Si la période est riche en débats sur la fraude fiscale et sur sa sanction (fiscale et pénale), les données statistiques et juridiques comparatives sont cependant bien rares. C’est tout l’intérêt d’une courte étude comparative récente (1) sur la « police fiscale américaine » dont nous reprenons les éléments marquants dans la présente chronique.
La « police fiscale américaine », la Criminal Investigation Division (CID) a été créée en 1919. Elle employait 3 124 agents en 2016. Son siège est établi dans la capitale à Washington, elle compte des bureaux locaux dans 25 villes sur le territoire américain. Elle est organisée en trois pôles, les délits fiscaux provenant des activités légales, des activités illicites et les opérations internationales. Son activité permet notamment d’assister l’Internal Revenue Service (IRS) dans la recherche de mise en conformité des contribuables avec les lois fiscales.
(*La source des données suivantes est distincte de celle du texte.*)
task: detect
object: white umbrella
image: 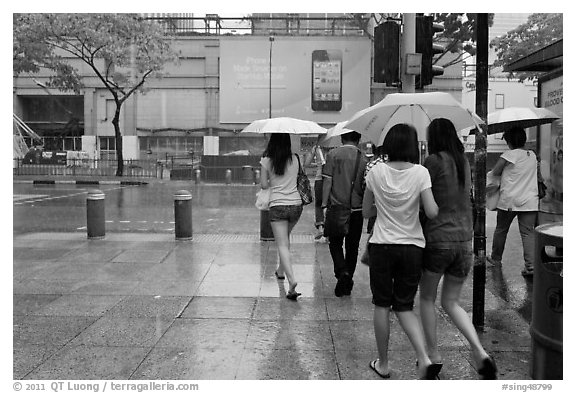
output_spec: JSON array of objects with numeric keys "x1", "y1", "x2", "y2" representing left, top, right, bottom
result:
[
  {"x1": 241, "y1": 117, "x2": 327, "y2": 135},
  {"x1": 346, "y1": 92, "x2": 484, "y2": 145},
  {"x1": 318, "y1": 121, "x2": 371, "y2": 148},
  {"x1": 487, "y1": 107, "x2": 560, "y2": 134}
]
S’agissant du cadre juridique, l’étude rappelle qu’aux États-Unis, les sanctions pénales pour « fraude à l’impôt » distinguent les personnes morales et les particuliers. Les premières sont passibles d’une amende de 500 000 dollars et les seconds d’une amende de 250 000 dollars. Et ce qu’il s’agisse de montages frauduleux ou de fausses déclarations. Les peines d’emprisonnement, qui viennent éventuellement s’ajouter à ces sanctions, vont de 1 à 5 ans. Rappelons qu’en France, l’article 1741 du Code général des impôts sanctionne la fraude d’une amende pouvant atteindre 500 000 euros et d’une peine de prison pouvant aller jusqu’à 5 ans et, dans certains cas, de 3 millions d’euros et de 7 ans de prison.
Si le droit prévoit des sanctions, encore faut-il s’intéresser à son application. Sur sanctions effectivement prononcées aux États-Unis, on compte ainsi 3 395 enquêtes ouvertes et 2 744 poursuites recommandées et, in fine, 2 699 condamnations à des peines de prison ou alternatives prononcées en 2016. Par comparaison, la France propose de longue date environ 1 000 propositions de plaintes pour fraude fiscale tous les ans. La justice prononce 700 à 900 condamnations par an pour fraude à l’impôt, soit 710 en 2015 (dernière année disponible, sachant qu’on a dénombré jusqu’à 887 condamnations en 2012) dont 586 peines d’emprisonnement (dont 127 de prison ferme, 25 de sursis partiel et 434 de sursis total), 94 amendes ou encore 18 peines de substitution (2)…
Ramené toute proportion gardée à la population américaine (323,1 millions d’habitants recensés en 2016), la France (66,9 millions d’habitants recensés en 2016) sanctionne pénalement un peu plus la fraude à l’impôt. Autrement dit, si l’administration américaine sanctionnait au même niveau que la France, elle procéderait à 3 427 sanctions pour fraude à l’impôt dont 2 916 peines d’emprisonnement ou de substitution par exemple.
Que peut-on penser de ces données ? A priori, la répression pénale de la fraude fiscale n’est pas plus développée aux États-Unis, pourtant un pays réputé sanctionner durement tout franchissement de la ligne jaune, qu’en France qui comparativement, n’a pas à rougir. Est-ce à dire qu’il faut se satisfaire de la situation ? Au vu de l’ampleur et de la gravité de l’évasion fiscale, certainement pas. En réalité, si chaque pays a une organisation spécifique qui ne lui permet pas de prétendre à une supériorité indiscutable en termes d’efficacité, chacun accuse un retard coupable dans la lutte contre l’évitement de l’impôt.
Et ce ne sont pas les mesures de Donald Trump sur l’amnistie fiscale permettant aux grandes entreprises de rapatrier leurs fonds en provenance des paradis fiscaux moyennant un taux dérogatoire au taux de l’IS américain (3) ni les mesures envisagées par le gouvernement français qui vont nous rassurer quant à la volonté d’en finir réellement avec la fraude et de promouvoir enfin une justice fiscale et sociale de plus en plus souhaitée par les populations.
1) Anne de Ravel d’Esclapon, La police fiscale américaine, the criminal investigation division, Revue européenne et internationale de droit fiscal, n° 2017/3.
2) Ministère de la Justice : casier judiciaire national.
3) Voir l’article Appel profite de la réforme fiscale de Donald Trump, Courrier international de janvier 2018.